Changing Base Without Losing Pace: A GPU-Efficient Alternative to MatMul in DNNs
Nir Ailon, Akhiad Bercovich, Yahel Uffenheimer, Omri Weinstein
TL;DR
The paper tackles the bottleneck of MatMul in deep networks by introducing Strassen-Tile (STL), a GPU-native bilinear operator that operates on tiles of weight and activation matrices through learnable encoders and a decoder. STL reduces FLOPs substantially while preserving or increasing parameter count, demonstrated via tile-based approximations of 4×4 MatMuls and improvements in Imagenet-1K accuracy for a SoTA ViT model, with observed wall-clock speedups on GPUs. The work grounds STL in Strassen normal forms, analyzes its FLOPs/IO complexity, and details a GPU-friendly implementation that decomposes the compute into per-tile MatMuls over encoded tiles. Empirically, STL shows promise in under-parameterized regimes, with initialization and training strategy playing crucial roles, and points toward future exploration on larger architectures and specialized kernels. Overall, STL is a compelling building block toward scalable and cost-efficient AI, balancing speed, accuracy, and parameterization.
Abstract
Modern AI relies on huge matrix multiplications (MatMuls), whose computation poses a scalability problem for inference and training. We propose an alternative, GPU native bilinear operator to MatMuls in neural networks, which offers a three-way tradeoff between: speed, accuracy and parameter count.
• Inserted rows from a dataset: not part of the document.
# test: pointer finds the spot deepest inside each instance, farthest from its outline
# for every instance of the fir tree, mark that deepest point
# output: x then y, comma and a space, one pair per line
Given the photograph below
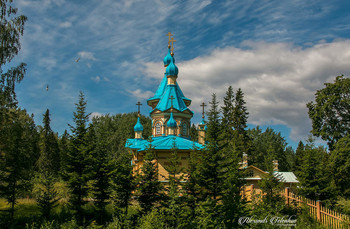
233, 206
18, 154
240, 113
173, 203
340, 167
122, 183
78, 170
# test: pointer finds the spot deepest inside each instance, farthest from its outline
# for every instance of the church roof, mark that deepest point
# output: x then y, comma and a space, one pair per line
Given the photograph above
161, 89
163, 143
165, 103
In particular, this operator requires substantially fewer FLOPs to evaluate ($\ll n^3$), yet increases the parameter count compared to MatMul ($\gg n^2$). We call this operator Strassen-Tile (STL). The key idea behind STL is a local learnable change-of-basis, applied on tiles of the weight and activation matrices, followed by an element-wise product between the tiles, implemented simultaneously via MatMul. The key technical question we study is how to optimize the change-of-basis of a given layer, which is a highly non-convex problem. We show that theory-backed initializations (inspired by fast matrix and polynomial multiplication) lead to substantially better accuracy than random SGD initialization. This phenomenon motivates further algorithmic study of STL optimization in DNNs. Our experiments demonstrate that STL can approximate 4x4 MatMul of tiles while reducing FLOPs by a factor of 2.66, and can improve Imagenet-1K accuracy of SoTA T2T-ViT-7 (4.3M parameters) while lowering FLOPs. Even with non-CUDA optimized PyTorch code, STL achieves wall-clock speedups in the compute-bound regime. These results, together with its theoretical grounds, suggest STL as a promising building block for scalable and cost-efficient AI.